市場全体の良し悪しは「儲かりやすさ」に直結します。よって、どの個別銘柄を売買するにしても、日経平均株価の動向を捉えることが第一に重要です。
とくに近年、日経平均株価の派生商品である日経平均先物が主導する形で株式市場が上下する傾向が強まっています。その意味でも、日経平均株価および先物の動きに無関心でいることはできません。
本書では、日経平均株価のチャートがそこかしこに登場します。チャートの理論には天底のチャート・パターンが示されているにも関わらず、日経平均株価が天井圏にあるときに、なぜそれを察知できないのか。個別銘柄を買い出動するとすれば日経平均株価がどういう状況になったときがよいのか。長期的な日経平均株価の大底を捉える策はあるのか等々。短期的な値動きから超長期のトレンドまで、様々な角度で日経平均株価の捉え方を紹介しています。
本書で取り上げているのは、トレンドやチャート・パターン、ローソク足、移動平均など、伝統的なチャートの理論の中でも極めてベーシックな項目だけです。
「そんな初心者向けのことは百も承知だ」という方も多いことでしょう。あるいは、「いまの市場ではそんなものは役に立たない。もっとテクニック的なことが知りたい」と考える方もいるかもしれません。
しかし、初心者でもわかるようなことは役に立たない、高度な専門知識がなければ理解できないような複雑な理論ならパフォーマンスがあがる、というわけではありません。
今日の市場を見ていると、一方向に動き出すと全体がその方向にあっという間に動くという、値動きが単調化する傾向が強くうかがえます。その行き着く先が、チャートの理論に示されている、まさに教科書通りの水準である例は枚挙に暇がないのが現実です。
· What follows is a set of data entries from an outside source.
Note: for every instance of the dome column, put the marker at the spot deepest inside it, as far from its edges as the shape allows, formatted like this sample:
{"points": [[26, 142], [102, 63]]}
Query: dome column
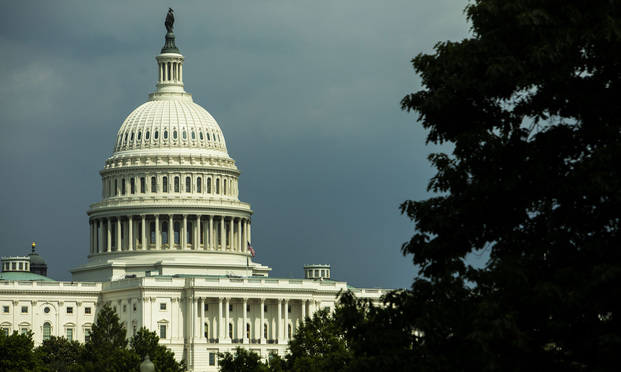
{"points": [[130, 233], [171, 235], [209, 238], [118, 234], [184, 232], [143, 235], [108, 235], [158, 237]]}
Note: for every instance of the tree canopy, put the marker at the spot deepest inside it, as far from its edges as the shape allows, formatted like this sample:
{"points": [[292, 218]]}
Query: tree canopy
{"points": [[530, 103]]}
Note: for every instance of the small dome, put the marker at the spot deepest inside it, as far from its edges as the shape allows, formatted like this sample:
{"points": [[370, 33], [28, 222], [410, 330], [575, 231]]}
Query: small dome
{"points": [[170, 124], [24, 276]]}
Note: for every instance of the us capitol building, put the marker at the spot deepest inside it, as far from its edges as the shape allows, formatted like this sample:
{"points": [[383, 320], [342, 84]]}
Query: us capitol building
{"points": [[170, 245]]}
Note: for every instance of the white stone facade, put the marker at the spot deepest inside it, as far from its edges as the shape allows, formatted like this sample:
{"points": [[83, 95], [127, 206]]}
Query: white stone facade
{"points": [[170, 246]]}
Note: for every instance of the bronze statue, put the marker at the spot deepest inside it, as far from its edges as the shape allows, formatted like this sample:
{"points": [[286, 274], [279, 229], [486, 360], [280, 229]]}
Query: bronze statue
{"points": [[170, 20]]}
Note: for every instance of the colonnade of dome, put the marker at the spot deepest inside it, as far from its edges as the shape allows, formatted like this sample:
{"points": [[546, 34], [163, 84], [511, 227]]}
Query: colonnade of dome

また、掲載しているチャートの理論には、実践で使ううえでの視点がいろいろあります。本書では、一般に解釈されているのとは異なる見方・使い方や、具体的にそれを売買のどんなシーンでどう活用するかなどを紹介しています。
本書の内容は、初心者の方はもちろんですが、すでにチャートの見方の基本をご存知の方、株式の売買を長く経験されている方にも、売買の視点を再考する一助にしていただけるのではないかと期待しています。本書では、過去の様々な相場局面を振り返りながら、なぜ、その局面にあるときにチャートの理論通りの売買ができないのか、その原因の解明も試みています。おそらく、すでご存知であるがゆえに実感をもってご理解いただける部分が少なからずあると思います。